Memory Management Architecture
View SourceStatus: ✅ PRODUCTION-READY (Completed 2025-11-14) Project: Macula HTTP/3 Mesh Platform
Overview
Macula implements comprehensive memory management to prevent OOM (Out-Of-Memory) crashes through 5 critical fixes that bound memory usage and enable automatic cleanup.
Problem Solved: Platform experienced OOM crashes after 30-60 minutes of operation due to unbounded data structure growth.
Solution: Bounded pools, backpressure mechanisms, TTL-based cleanup, coordinated map management, and process monitoring.
Result: Stable memory usage, no crashes, production-ready platform.
5 Critical Memory Leak Fixes
1. Bounded Connection Pool (macula_gateway_mesh)

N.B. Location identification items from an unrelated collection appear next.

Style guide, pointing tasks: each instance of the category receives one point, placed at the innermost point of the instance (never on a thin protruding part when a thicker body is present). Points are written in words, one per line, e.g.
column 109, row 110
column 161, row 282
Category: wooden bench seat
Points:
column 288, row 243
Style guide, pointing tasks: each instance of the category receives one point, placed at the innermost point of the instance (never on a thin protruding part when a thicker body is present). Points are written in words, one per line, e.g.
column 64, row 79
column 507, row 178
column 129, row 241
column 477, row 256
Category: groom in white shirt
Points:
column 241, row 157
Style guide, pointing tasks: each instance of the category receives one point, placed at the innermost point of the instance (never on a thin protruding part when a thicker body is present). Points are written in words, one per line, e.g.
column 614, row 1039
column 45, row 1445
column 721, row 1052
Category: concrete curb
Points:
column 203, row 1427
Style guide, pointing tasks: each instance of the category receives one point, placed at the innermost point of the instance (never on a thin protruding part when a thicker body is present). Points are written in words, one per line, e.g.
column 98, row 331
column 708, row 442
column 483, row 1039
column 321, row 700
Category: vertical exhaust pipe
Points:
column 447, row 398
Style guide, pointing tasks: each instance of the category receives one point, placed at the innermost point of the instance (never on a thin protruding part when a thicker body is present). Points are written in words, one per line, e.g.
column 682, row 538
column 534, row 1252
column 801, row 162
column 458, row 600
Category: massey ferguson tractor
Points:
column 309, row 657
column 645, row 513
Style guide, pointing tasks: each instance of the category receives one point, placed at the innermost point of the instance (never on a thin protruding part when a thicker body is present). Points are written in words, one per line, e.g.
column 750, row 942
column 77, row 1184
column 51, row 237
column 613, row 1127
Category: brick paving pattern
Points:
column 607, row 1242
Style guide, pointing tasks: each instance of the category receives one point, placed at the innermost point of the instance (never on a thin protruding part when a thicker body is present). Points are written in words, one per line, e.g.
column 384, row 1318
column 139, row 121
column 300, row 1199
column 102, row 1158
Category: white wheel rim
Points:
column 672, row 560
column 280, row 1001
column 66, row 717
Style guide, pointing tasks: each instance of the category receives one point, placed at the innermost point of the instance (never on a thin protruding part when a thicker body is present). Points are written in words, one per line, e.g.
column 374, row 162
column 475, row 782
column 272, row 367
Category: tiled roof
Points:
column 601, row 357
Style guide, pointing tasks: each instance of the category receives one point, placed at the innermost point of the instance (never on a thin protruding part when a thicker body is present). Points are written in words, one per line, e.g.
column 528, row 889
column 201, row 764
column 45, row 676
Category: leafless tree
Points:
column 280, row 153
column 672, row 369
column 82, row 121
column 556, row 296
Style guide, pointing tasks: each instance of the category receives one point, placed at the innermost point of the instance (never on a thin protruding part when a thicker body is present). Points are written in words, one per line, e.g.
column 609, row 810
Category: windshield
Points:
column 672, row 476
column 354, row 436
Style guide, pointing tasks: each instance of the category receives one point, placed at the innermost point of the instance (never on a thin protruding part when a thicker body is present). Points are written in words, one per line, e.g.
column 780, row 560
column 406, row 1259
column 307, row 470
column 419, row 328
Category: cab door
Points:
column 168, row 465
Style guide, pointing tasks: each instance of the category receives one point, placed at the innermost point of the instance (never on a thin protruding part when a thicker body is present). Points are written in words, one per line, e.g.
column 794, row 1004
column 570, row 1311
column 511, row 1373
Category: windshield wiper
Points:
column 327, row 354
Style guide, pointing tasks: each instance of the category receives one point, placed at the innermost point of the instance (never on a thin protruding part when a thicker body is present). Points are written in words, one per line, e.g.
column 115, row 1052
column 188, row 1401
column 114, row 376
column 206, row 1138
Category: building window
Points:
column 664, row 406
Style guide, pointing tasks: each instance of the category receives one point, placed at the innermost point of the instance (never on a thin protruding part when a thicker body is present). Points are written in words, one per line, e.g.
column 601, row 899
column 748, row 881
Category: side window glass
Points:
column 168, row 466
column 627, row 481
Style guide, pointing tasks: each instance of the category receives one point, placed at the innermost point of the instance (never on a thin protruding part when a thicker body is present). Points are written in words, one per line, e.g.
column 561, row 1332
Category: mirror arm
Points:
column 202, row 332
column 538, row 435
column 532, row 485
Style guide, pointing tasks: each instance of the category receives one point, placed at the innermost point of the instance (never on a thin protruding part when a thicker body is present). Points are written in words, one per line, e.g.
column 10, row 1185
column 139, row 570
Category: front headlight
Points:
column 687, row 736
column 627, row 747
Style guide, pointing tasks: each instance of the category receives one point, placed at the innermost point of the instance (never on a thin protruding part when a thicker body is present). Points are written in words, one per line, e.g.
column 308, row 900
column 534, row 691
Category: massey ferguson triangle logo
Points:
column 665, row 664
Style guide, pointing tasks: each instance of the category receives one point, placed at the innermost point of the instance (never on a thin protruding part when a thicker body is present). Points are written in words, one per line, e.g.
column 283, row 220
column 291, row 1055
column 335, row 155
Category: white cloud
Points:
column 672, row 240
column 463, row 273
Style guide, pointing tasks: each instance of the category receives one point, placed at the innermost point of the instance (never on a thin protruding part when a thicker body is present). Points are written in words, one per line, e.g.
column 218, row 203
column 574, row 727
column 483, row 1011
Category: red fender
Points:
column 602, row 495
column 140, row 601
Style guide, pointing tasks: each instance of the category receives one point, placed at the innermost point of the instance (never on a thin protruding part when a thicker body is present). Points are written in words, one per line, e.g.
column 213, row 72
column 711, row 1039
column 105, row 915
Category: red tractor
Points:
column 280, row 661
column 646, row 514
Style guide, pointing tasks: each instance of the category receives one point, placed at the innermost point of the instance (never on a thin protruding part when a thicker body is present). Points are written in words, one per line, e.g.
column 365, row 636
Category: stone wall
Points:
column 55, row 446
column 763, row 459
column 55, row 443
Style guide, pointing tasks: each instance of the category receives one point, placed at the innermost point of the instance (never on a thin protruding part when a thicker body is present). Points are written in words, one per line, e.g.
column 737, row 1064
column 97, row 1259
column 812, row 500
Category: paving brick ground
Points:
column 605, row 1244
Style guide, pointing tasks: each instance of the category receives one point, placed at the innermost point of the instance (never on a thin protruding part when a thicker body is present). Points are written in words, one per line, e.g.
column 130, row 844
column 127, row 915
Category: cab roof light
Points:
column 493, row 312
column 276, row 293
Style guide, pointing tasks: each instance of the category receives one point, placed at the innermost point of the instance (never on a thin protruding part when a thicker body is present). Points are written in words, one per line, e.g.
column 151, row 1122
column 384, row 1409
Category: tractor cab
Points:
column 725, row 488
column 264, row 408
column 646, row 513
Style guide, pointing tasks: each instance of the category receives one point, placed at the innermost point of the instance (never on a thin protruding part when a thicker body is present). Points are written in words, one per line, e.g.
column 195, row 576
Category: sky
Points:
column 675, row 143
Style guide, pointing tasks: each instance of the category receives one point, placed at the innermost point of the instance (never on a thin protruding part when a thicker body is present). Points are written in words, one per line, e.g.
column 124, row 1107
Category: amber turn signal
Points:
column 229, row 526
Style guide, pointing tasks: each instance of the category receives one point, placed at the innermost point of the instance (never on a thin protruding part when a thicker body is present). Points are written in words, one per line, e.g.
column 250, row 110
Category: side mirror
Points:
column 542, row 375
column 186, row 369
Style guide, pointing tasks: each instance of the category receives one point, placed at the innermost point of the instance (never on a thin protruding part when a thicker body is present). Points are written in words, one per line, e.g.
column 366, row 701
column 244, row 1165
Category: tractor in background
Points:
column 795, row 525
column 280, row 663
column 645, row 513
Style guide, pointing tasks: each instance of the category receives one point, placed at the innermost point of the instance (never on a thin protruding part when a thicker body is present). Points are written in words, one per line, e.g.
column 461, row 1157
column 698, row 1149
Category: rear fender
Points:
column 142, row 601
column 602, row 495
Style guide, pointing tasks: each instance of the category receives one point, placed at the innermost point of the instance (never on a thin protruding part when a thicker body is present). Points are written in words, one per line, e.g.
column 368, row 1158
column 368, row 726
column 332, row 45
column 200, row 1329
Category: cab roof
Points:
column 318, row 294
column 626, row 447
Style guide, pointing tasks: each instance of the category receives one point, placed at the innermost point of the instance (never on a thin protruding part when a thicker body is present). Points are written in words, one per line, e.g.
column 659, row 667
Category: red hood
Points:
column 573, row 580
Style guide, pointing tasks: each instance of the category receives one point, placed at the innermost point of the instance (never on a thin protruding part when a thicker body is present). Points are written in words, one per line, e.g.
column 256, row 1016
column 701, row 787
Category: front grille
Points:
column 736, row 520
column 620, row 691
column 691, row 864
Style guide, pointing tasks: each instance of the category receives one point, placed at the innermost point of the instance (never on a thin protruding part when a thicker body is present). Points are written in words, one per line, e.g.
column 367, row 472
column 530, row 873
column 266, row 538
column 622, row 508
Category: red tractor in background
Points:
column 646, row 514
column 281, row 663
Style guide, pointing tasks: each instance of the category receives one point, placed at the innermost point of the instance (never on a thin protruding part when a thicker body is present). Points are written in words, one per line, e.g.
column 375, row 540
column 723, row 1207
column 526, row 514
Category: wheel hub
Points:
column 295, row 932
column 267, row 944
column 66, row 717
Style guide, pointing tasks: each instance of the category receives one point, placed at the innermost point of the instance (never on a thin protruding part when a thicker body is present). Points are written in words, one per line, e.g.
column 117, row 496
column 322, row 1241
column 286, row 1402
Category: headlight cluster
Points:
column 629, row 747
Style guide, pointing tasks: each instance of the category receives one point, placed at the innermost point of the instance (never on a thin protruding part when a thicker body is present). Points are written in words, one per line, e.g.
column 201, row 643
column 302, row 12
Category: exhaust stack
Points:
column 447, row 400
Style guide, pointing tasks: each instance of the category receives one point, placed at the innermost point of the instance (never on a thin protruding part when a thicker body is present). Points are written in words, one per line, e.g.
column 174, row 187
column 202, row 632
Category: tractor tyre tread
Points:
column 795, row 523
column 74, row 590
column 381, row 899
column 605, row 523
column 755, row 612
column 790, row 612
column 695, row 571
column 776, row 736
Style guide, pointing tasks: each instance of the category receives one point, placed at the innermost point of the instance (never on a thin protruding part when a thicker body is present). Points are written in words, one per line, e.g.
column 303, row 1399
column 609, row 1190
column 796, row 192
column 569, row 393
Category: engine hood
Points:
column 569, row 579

Problem: Unbounded mesh connection pool
Solution: LRU eviction, max 1,000 connections
Module: src/macula_gateway_mesh.erl
Tests: 22 tests passing
Documentation: 02_service_ttl_cleanup.md
Key Implementation:
- Track last access time for each connection
- Evict Least Recently Used when pool is full
- O(1) connection lookup and update
2. Client Connection Limits (macula_gateway_client_manager)
Problem: Unbounded client connections
Solution: Backpressure mechanism, max 10,000 clients (configurable)
Module: src/macula_gateway_client_manager.erl
Tests: 30 tests passing
Documentation: 03_stream_cleanup.md
Key Implementation:
- Check pool size before accepting new client
- Return
{error, max_clients_reached}when full - Graceful degradation under load
3. Service TTL/Cleanup (macula_service_registry)
Problem: Unbounded local_services map
Solution: 300-second TTL, periodic cleanup
Modules:
src/macula_service_registry.erl(cleanup function)src/macula_advertisement_manager.erl(periodic timer) Tests: 27 tests passing Documentation:- 02_service_ttl_cleanup.md
- 06_periodic_cleanup.md
Key Implementation:
- Track
advertised_attimestamp for each service - Automatic cleanup every 60 seconds
- Remove services older than 300 seconds
4. Stream Cleanup (macula_gateway_client_manager)
Problem: client_streams map leaked on disconnect
Solution: Coordinated cleanup of both clients and client_streams maps
Module: src/macula_gateway_client_manager.erl
Tests: 32 tests passing (includes 2 new stream tests)
Documentation: 03_stream_cleanup.md
Key Implementation:
- Extract
node_idfrom client info before removal - Atomic cleanup of both maps
- Works for both explicit disconnect and crashes
5. Caller Process Monitoring (macula_rpc_handler)
Problem: Dead caller processes left entries for 5 seconds
Solution: Monitor caller processes, immediate cleanup via DOWN messages
Module: src/macula_rpc_handler.erl
Tests: 27 tests passing (includes 2 new monitoring tests)
Documentation:
Key Implementation:
- Two-way mapping:
MonitorRef ↔ CallId/ServiceKey - Handle DOWN messages for immediate cleanup
- Cancel timers to prevent leaks
Documentation Index
Implementation Details
- Overview - Complete implementation summary (all 5 fixes)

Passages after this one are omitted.